Fare il preside di un liceo di Avezzano di questi tempi non deve essere una bazzecola. Tanto più se ti dichiari un moderato dell’Udc che rimpiange i vecchi tempi. Tutte quelle giovani pance e quei culi scoperti, l’odore del fumo nei bagni, i telefonini che squillano in aula, le mezze stagioni che vanno farsi fottere, le mamme che non ce ne’è più una sola.
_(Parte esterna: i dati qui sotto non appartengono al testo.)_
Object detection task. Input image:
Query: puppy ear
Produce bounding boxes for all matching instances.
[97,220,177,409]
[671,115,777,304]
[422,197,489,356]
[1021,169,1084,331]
In questo panorama il Don Chisciotte del Centro Abruzzo, Angelo Bernardini “preside del Niet” balza alle cronache per aver imposto tutta una serie di divieti per porre fine alla maleducazione di classe. Colpa della rivoluzione sessantottina se la scuola è finita come è finita, allora? Niente tacchi alti e abbigliamenti sconvenienti, niente fumo, niente cellulari. Il Grande Fratello controlla dalla regia della presidenza con telecamere e altoparlanti in ogni angolo della scuola l’osservanza dei divieti. Povero Angelo Bernardini, un antico papà di tempi che furono quando se andavi a giustificarti per le assenze ti bacchettavano le mani. Fa tenerezza, eroe isolato in una spianata di mulini a vento. Almeno che i telefonini non squillino in aula, almeno quello potremmo concederglielo. Ma forse bisognerebbe che lo spegnessero papà, mamme, zii e insegnanti, bisognerebbe che i genitori non chiamassero i figli per sapere sempre dove stanno, che tanto serve a poco o niente. Tranne al fatto che vuoi controllare se davvero se ne stanno per fatti loro e non irrompono a casa in momenti sconvenienti.